A luz vermelha já é comumente usada como tratamento de pele. A ideia é que comprimentos de onda mais longos da luz tenham um efeito regenerativo exclusivo nas mitocôndrias, as partes de um célula que processam o combustível do corpo para mantê-lo funcionando.



Esses comprimentos de onda vão desde um pouco antes do ponto em que paramos de ver a luz visível (vermelho escuro) até a luz infravermelha.

As mitocôndrias absorvem essa energia, o que, na teoria, melhora seu desempenho. Isso, por sua vez, deve aumentar a capacidade do corpo de curar feridas, reduzir inflamação e dor e até regenerar os cabelos, dependendo de onde a luz é aplicada.

As mitocôndrias estão em quase todos os tipos de células. Mas elas são especialmente abundantes na retina, a fina camada do olho que capta a luz do mundo exterior e a traduz em informações enviadas ao cérebro. Sem a retina, simplesmente não conseguimos ver.

Mas, à medida que envelhecemos, as mitocôndrias da retina começam a se decompor em um ritmo mais rápido do que as de outros lugares. Pensa-se que esta disfunção desempenhe um papel crucial no declínio da nossa visão relacionada à idade, bem como em outros distúrbios oculares degenerativos.

Os autores desse novo estudo, publicado no The Journals of Gerontology, já haviam feito testes com ratos, abelhas e moscas. Eles descobriram que a luz vermelha poderia melhorar o desempenho da retina nos três.

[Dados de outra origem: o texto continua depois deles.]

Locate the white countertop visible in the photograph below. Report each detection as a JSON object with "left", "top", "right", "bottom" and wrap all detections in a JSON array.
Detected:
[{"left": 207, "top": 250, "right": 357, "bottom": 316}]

Neste novo estudo, eles recrutaram 24 pessoas com idades entre 28 e 72 anos, todos sem problemas oculares conhecidos. Por duas semanas, os voluntários foram instruídos a encarar uma “lanterna” de luz vermelha por três minutos todos os dias, um dispositivo que custou aos pesquisadores aproximadamente US$ 15 cada para ser fabricado. O comprimento de onda da luz era de 670 nanômetros.

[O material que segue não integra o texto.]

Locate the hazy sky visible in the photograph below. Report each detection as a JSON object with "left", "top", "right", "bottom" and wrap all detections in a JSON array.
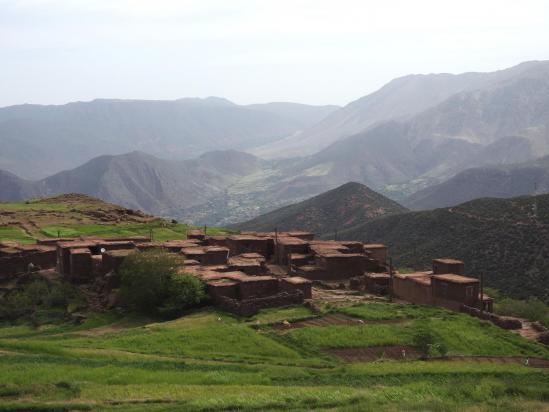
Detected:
[{"left": 0, "top": 0, "right": 549, "bottom": 106}]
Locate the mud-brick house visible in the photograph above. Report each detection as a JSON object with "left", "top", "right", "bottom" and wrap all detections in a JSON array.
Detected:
[
  {"left": 433, "top": 258, "right": 465, "bottom": 275},
  {"left": 431, "top": 273, "right": 480, "bottom": 310}
]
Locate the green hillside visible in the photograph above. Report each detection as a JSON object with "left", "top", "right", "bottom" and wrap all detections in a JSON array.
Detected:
[
  {"left": 0, "top": 194, "right": 228, "bottom": 243},
  {"left": 341, "top": 195, "right": 549, "bottom": 302},
  {"left": 233, "top": 182, "right": 406, "bottom": 234},
  {"left": 0, "top": 303, "right": 549, "bottom": 411}
]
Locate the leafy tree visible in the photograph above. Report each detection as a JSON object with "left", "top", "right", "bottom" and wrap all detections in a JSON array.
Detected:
[
  {"left": 120, "top": 251, "right": 206, "bottom": 317},
  {"left": 412, "top": 324, "right": 435, "bottom": 358}
]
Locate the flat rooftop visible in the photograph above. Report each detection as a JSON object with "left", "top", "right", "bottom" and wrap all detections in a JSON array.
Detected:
[
  {"left": 433, "top": 273, "right": 480, "bottom": 283},
  {"left": 433, "top": 258, "right": 463, "bottom": 265}
]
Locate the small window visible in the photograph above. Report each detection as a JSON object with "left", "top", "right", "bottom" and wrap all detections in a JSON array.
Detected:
[{"left": 440, "top": 283, "right": 448, "bottom": 298}]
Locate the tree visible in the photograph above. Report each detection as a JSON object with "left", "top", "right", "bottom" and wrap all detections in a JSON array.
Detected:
[{"left": 120, "top": 251, "right": 206, "bottom": 317}]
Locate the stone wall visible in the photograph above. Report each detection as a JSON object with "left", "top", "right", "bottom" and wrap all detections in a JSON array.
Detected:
[
  {"left": 460, "top": 305, "right": 522, "bottom": 329},
  {"left": 212, "top": 291, "right": 303, "bottom": 316}
]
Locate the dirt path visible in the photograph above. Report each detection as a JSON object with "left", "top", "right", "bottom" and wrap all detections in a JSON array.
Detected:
[
  {"left": 326, "top": 346, "right": 549, "bottom": 368},
  {"left": 273, "top": 313, "right": 406, "bottom": 330},
  {"left": 438, "top": 356, "right": 549, "bottom": 368}
]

Antes e depois do experimento, eles fizeram testes para verificar a capacidade de enxergar no escuro e de ver o contraste entre as cores. O primeiro serve para checar o estado dos bastonetes da retina, e o segundo, dos cones.

Lanterna de luz vermelha usada no estudo. Crédito: University College LondonLanterna de luz vermelha usada no estudo. Crédito: University College London

Nas pessoas com menos de 40, o desempenho médio nos testes permaneceu o mesmo antes e após a terapia. Mas as pessoas com mais de 40 anos se saíram melhor nos dois testes depois do tratamento. A melhoria foi estatisticamente significativa em ambos, embora as pessoas geralmente tenham se saído melhor no teste de contraste de cores.

“Nosso estudo mostra que é possível melhorar significantemente a redução de visão em idosos usando breves exposições a comprimentos de ondas de luz que recarregam o sistema de energia que havia sido reduzido nas células da retina. É como recarregar uma bateria”, disse Glen Jeffery, pesquisador oftalmológico da University College London e principal autor do estudo, em comunicado divulgado pela universidade.

Os resultados são certamente intrigantes, mas serão necessários mais estudos envolvendo muitas, muitas pessoas para saber se essa terapia é realmente eficaz. Embora seja improvável que a terapia da luz vermelha seja perigosa (também é chamada com terapia com pouca luz, uma vez que o calor gerado por ela não prejudica as células), seu histórico real para qualquer número de aplicações potenciais de saúde ainda é amplamente anedótico e sem comprovação.

Isso não significa que esses resultados são inválidos ou que um dia não recomendaremos uma dose diária de luz vermelha para idosos preocupados com a visão. Significa apenas que devemos ter cuidado e aguardar mais evidências antes de começarmos a ficar olhando para lanternas vermelhas.